Fixing the undercarriage on a HobbyKing Maestro 46:
If you fly your Maestro from a grass strip you will, like me, quickly find the main undercarriage legs get a bit wobbly. The hardwood blocks that holds the main legs are not substantial and when assembling the model I was a little sceptical that it would be up to the job. Well, as you will see I was only half right.
The purpose of this post is twofold. Primarily it’s a simple picture walkthrough of how I addressed fixing the wings on my model. Second it’s to show what is under the cover to those considering buying one but are put off my fears of a flimsy undercarriage – let’s face it 99% of model flying clubs in the UK are grass.

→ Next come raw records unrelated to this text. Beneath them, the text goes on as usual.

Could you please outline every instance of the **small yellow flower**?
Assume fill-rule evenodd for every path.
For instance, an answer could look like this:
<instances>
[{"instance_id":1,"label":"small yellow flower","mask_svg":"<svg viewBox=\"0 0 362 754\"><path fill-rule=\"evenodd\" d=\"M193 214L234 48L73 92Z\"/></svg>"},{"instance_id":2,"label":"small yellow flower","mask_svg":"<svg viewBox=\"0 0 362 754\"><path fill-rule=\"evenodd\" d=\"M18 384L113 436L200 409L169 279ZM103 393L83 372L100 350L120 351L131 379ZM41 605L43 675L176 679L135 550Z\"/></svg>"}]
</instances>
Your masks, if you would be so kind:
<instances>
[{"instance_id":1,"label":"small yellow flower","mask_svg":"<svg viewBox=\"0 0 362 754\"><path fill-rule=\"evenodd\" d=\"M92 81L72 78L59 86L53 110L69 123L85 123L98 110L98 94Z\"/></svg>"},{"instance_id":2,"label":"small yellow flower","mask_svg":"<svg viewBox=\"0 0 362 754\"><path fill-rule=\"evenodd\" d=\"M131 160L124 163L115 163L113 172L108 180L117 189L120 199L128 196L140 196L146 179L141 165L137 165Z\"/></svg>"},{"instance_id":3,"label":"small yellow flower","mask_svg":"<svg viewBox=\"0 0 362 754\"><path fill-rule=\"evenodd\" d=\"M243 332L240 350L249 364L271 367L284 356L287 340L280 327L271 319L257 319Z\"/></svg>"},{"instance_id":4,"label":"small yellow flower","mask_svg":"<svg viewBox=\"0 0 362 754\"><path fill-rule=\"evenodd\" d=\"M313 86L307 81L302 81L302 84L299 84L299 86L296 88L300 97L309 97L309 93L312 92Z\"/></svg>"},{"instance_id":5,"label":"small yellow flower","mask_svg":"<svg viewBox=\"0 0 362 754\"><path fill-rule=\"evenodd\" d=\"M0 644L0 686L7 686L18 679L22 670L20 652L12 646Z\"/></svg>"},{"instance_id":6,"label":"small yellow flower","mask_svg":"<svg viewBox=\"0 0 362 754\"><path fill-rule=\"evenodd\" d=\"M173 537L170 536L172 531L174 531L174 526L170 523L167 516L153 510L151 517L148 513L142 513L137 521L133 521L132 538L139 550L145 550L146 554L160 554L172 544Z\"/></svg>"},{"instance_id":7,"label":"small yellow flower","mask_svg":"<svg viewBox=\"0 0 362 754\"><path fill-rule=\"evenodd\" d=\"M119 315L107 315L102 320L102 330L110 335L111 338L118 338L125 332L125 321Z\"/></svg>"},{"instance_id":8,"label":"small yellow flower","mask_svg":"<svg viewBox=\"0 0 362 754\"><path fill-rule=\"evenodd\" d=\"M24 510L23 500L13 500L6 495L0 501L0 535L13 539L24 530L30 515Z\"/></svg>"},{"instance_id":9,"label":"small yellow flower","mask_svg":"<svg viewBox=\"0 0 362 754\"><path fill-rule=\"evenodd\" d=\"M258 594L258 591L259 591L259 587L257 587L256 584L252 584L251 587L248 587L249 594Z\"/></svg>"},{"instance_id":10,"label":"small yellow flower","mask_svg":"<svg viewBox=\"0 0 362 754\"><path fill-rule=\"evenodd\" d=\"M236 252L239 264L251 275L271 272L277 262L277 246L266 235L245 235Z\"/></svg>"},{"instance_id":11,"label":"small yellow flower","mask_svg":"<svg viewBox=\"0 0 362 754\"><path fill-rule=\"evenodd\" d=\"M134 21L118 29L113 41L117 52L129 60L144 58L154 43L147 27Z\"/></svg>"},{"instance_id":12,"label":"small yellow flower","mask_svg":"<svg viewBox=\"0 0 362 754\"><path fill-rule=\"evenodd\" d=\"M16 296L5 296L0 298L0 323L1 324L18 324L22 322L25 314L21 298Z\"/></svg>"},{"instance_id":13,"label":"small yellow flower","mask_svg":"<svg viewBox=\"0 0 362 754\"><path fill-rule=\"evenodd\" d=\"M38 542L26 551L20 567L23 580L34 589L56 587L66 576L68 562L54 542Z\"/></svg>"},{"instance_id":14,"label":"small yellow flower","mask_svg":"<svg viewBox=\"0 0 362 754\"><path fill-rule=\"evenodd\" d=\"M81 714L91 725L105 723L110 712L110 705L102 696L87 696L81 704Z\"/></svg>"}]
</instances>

When assembling my Maestro it was quickly evident that this model is light. Engine bulkhead aside, there is not a single part that has not been milled down to save weight. Even the front hatch, a component I would have sanded smooth from solid balsa sheet, is constructed from no less than 7 individual CNC-lightened components to produce a ‘built-up structure’. Clearly this has been done to make the model a 2-in-1 and cater for those who choose to power their model with electric. For nitro, low weight is not going to do any harm – just remember to make sure that prop is balanced and tracking straight as there is not much superfluous material to absorb any engine related vibration. Turning to the wing I couldn’t help but be slightly suspicious of the main undercarriage blocks. They seemed small and just how far had efforts to keep the weight down gone? Had balsa been substituted for plywood on the ribs either side of the block? How thick were the ribs? Had glue been kept to the barest minimum? I’ve owned models in the past where built up wings and wing-mounted undercarriage blocks are not always a successful combination, particularly when flying off grass. As such I tend to steer toward tail-dragger type models. An additional snag with an ARTF is that, unless you peel back the covering, there is just no way of knowing what lurks under that film.
I was therefore pleasantly surprised once the covering was peeled back. The blocks are held in place between two plywood doublers and appear to ‘slot’ into holes cut in the rib, effectively sandwiched then into place during building. Loose fit or not that block is not going to come out short of splintering the entire rib. So why had mine come loose in the slots? Jokes about my landings aside, my guess is that cyanoacrylate has been used. Even when thick, cyano is not the best glue to use for a component that receives any kind of shock – it is too brittle. I have beefed up my blocks by affixing a hardwood strip ‘cradle’ to surround the joint and used a liberal quantity of white wood glue. Fingers crossed this should now hold up to landings on a grass field.